A new acoustic archery game will allow people living with blindness to experience virtual reality technology for the first time. It's part of a small growing number of experimental technological options for the visually impaired.

"VR is useful for [people with vision impairments] for the same reasons it is useful for others," Michael Hingson, of the tech accessibility company accessiBe, told Lifewire in an email interview. "With games, it provides a broader sense for playing. For other purposes, it offers an opportunity to view anything with something other than words or pictures. VR offers a totally immersive entree doorway into our world and elsewhere without one leaving the confines of their own computer."

Hitting Targets Without Sight

Scientists at the IIT-Istituto Italiano di Tecnologia (Italian Institute of Technology) recently developed an acoustic virtual reality-based archery game. The system lets users hear virtual environments rather than see them by translating images into sound waves. 

The research goal was to understand how people with blindness move and orient themselves in space. The platform, researchers said in a news release, may be used in the future to rehabilitate their orientation skills and enable independence, as Braille does for reading and writing. The research results were published in the journal Frontiers in Human Neuroscience.

"VR offers a totally immersive entree doorway into our world..."

"The ability to orient in space is obviously linked to vision, but the mechanisms by which this happens and the strategies used by the human brain to cope with vision loss are still unclear," Monica Gori, a member of the research team, said in the news release. "Our last research result is a further step forward in the understanding of how space and body combine to create the sense of space."

VR for the Vision Impaired

VR devices offer solutions for improving the lives of vision-impaired users, experts say. 

Eye care professionals use different kinds of optical aids to magnify images to the retina, optometrist Norman Shedlo told Lifewire in an email interview. These aids magnify what is near, such as written text, and magnify what is far away, such as signs or street numbers.  

VR technology can accomplish both of these tasks in one instrument, Shedlo said. Images can be magnified, contrast adjusted, the color changed to each patient's individual needs, and customized for each eye if needed.  

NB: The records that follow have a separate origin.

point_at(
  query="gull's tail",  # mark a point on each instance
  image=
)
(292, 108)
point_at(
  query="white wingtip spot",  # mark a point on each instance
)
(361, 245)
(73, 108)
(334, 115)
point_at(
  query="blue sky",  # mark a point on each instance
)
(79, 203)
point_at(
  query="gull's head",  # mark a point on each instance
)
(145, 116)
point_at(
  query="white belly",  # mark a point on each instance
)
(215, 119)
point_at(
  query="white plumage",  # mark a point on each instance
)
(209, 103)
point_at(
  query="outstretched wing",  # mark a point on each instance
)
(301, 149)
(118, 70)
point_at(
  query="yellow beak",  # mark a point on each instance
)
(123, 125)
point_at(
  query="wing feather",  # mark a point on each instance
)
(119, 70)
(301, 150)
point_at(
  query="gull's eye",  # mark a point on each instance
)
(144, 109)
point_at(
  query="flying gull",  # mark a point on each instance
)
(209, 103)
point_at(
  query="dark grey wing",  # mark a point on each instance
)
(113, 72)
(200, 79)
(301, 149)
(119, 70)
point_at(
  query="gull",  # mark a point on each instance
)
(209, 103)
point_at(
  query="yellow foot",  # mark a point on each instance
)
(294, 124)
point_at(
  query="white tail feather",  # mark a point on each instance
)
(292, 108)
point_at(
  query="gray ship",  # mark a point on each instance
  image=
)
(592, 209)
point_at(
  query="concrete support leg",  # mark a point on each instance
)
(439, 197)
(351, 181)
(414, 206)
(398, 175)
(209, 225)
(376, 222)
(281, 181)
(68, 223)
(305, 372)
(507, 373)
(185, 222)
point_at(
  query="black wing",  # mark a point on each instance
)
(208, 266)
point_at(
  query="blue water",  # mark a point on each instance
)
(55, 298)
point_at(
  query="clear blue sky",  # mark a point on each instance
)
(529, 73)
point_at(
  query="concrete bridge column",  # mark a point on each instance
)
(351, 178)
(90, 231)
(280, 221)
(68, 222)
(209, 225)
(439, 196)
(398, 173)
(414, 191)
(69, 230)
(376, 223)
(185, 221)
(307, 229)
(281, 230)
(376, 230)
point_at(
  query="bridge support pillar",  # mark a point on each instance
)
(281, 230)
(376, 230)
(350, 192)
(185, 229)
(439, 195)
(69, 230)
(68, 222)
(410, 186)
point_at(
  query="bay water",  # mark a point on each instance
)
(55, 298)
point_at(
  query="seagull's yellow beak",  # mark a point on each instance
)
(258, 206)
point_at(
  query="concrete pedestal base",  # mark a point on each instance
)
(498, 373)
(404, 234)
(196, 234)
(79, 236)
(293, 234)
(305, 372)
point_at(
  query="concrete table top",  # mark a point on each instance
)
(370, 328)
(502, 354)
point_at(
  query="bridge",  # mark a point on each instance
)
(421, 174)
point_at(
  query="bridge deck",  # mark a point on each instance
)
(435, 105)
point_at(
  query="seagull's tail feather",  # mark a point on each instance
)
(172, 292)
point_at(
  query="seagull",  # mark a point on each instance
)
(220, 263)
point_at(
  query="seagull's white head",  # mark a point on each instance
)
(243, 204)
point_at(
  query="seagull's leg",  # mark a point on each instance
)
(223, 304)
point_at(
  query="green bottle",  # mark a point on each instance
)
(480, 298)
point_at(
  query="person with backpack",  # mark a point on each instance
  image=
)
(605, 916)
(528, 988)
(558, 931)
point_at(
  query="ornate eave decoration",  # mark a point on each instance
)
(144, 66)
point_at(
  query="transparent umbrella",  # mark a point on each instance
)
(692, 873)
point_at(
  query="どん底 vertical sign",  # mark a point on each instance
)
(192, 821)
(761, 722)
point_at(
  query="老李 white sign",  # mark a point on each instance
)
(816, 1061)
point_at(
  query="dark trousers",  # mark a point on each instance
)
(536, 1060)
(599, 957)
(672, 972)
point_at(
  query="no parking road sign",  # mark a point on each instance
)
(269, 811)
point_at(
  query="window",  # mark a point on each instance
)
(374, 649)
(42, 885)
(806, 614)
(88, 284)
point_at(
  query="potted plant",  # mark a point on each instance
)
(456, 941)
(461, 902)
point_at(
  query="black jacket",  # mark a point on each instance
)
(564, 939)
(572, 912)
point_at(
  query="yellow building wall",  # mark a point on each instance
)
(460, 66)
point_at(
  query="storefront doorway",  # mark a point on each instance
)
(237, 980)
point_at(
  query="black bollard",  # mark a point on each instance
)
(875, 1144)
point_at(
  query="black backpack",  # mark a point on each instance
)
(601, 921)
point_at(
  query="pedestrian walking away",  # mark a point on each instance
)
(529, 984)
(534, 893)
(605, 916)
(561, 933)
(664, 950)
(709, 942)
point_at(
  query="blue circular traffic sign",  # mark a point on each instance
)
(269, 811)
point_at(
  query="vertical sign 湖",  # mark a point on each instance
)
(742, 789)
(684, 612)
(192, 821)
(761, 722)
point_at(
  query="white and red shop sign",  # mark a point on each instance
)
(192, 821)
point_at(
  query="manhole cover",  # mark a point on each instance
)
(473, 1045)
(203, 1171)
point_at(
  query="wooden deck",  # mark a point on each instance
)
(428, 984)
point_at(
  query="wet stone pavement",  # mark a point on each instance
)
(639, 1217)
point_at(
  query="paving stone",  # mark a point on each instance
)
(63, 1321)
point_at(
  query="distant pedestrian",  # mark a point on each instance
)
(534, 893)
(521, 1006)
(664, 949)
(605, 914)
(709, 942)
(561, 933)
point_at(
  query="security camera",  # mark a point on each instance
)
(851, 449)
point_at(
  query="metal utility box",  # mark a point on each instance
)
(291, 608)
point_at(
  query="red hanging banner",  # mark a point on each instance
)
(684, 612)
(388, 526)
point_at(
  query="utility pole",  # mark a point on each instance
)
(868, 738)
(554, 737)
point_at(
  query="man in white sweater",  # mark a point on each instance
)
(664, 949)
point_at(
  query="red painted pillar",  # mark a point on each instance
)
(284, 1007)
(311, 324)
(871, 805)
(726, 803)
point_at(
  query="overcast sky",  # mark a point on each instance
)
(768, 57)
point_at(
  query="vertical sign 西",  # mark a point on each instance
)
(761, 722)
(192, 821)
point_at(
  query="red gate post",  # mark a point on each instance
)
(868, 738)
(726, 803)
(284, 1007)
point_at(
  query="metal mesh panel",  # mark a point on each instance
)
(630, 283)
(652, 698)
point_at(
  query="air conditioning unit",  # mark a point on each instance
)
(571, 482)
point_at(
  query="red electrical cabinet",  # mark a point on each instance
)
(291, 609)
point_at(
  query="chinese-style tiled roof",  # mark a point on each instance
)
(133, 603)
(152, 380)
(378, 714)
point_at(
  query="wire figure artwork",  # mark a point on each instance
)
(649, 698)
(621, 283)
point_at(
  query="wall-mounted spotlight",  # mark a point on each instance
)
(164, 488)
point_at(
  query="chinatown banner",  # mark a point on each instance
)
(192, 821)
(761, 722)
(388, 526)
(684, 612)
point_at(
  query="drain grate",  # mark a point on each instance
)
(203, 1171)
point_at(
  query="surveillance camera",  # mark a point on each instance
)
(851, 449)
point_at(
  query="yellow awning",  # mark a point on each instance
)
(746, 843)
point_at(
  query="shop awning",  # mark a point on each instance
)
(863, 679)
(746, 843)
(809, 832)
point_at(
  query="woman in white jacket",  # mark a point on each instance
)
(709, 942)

"In addition, many cases of visual impairment involve damage to different parts of the retina," Shedlo said. "There may be parts of the retina that have some remaining visual functioning. Projecting enhanced images to these parts of the retina will vastly improve the day-to-day functioning of these patients."

Aside from VR, other new technologies are in development to help those with vision impairment. The company eSight, for example, offers electronic eyewear that it says can improve low vision by stimulating synaptic activity from the remaining photoreceptor function of the user's eyes. Using a camera, algorithms, and high-resolution screens, the assistive technology maximizes the visual information provided to the brain to naturally compensate for gaps in the user's field of view. 

"eSight facilitates independent living by not only providing functional visual acuity for most tasks but also the ability to navigate inside and outside the home, independent of assistance," Brian McCollum, the chief commercial officer of eSight, told Lifewire in an email interview. 

There's even research underway on a new implant for those who are blind that jacks directly into the brain. The device uses a modified pair of glasses with a small camera. A computer processes a live video feed, transforming it into electronic signals, then a wire links the video to the patient's skull to let them "see" letters and simple images. 

"Bypassing the eyes entirely and processing signals directly to the visual cortex would be a major advance that would be able to provide patients with a type of "normal vision," Shedlo said. "A VR headset combined with this technology would be a game-changing combination. This would be the closest thing to artificial eyes."